Low-rank approximation using the Truncated SVD

In [15]:
k = 10
U_k = U[:,:k]
s_k = s[:k]
S_k = np.diag(s_k)
V_k = V[:,:k]
print(U_k.shape,S_k.shape,V_k.shape)
print("Preserved variance: %.4f" % ((s_k**2).sum()/(s**2).sum()))
X_k_np = np.dot(np.dot(U_k,S_k),V_k.T)

(50, 10) (10, 10) (50, 10)
Preserved variance: 0.9136


In [16]:
X - X_k_np

array([[  7.79459557e-03,  -4.60781844e-03,   3.85495896e-03, ...,
         -1.21302405e-03,   1.56091796e-02,  -7.82903066e-03],
       [ -4.60781844e-03,   1.05034395e-02,  -6.52047100e-03, ...,
         -9.38019056e-04,  -4.01760331e-03,   3.22364157e-02],
       [  3.85495896e-03,  -6.52047100e-03,  -3.07212427e-02, ...,
          9.35489148e-03,   7.02801345e-05,   4.89849804e-03],
       ..., 
       [ -1.21302405e-03,  -9.38019056e-04,   9.35489148e-03, ...,
         -2.49822036e-03,  -8.43468738e-03,   1.31145968e-04],
       [  1.56091796e-02,  -4.01760331e-03,   7.02801345e-05, ...,
         -8.43468738e-03,  -2.26320948e-02,  -3.85254850e-02],
       [ -7.82903066e-03,   3.22364157e-02,   4.89849804e-03, ...,
          1.31145968e-04,  -3.85254850e-02,  -4.27370242e-02]])

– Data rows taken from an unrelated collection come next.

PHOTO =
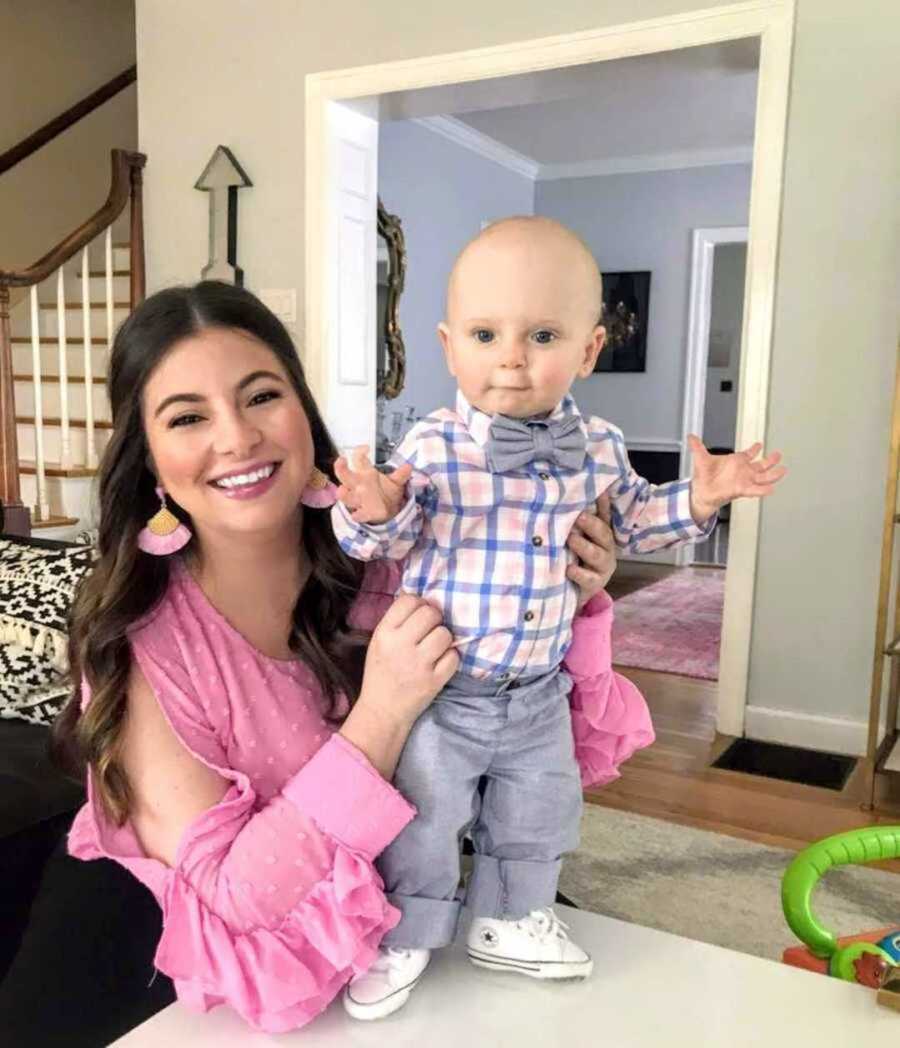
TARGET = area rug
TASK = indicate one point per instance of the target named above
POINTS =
(709, 887)
(673, 626)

Since 91% of the variance is captured by the latent representation, the errors are often very small.

## 5. Clustering using spherical k-means

In [17]:
V_k_normalized = V_k.copy()
for row in range(V_k_normalized.shape[0]):
    v_k = V_k_normalized[row]
    norm = np.sqrt(np.dot(v_k,v_k))
    if norm == 0:
        continue
    V_k_normalized[row] = v_k/norm

In [18]:
from spherecluster import SphericalKMeans

# Run spherical K-means
K = 5
skm = SphericalKMeans(n_clusters=K, n_jobs=-1, random_state=0).fit(X)

# Print out the cluster members
for cluster in range(K):
    members = [id2word[i] for i,label in enumerate(skm.labels_) if label==cluster]
    print(members)

['recognition', 'used', 'using', 'training', 'generative', 'recognition.', 'layer', 'unsupervised', 'google', 'many', 'systems', '3-d', 'model', 'cresceptron', 'models', 'later', 'schmidhuber', 'one', 'supervised', 'first', 'data', 'et', 'al.', 'recognizing', 'days.', 'brain', 'pre-training']
['deep', 'machine', 'paper', 'algorithm', 'method', 'called', 'demonstrated']
['networks', 'network', 'published', 'feedforward', 'could', 'however,', 'recurrent']
['speech', 'object', 'speaker']
['neural', 'learning', 'learning.', 'layers', 'computer', 'colleagues']


We can see that some of the clusters in the 10-dimensional Latent Space are of good quality, even if the size of our data is very small.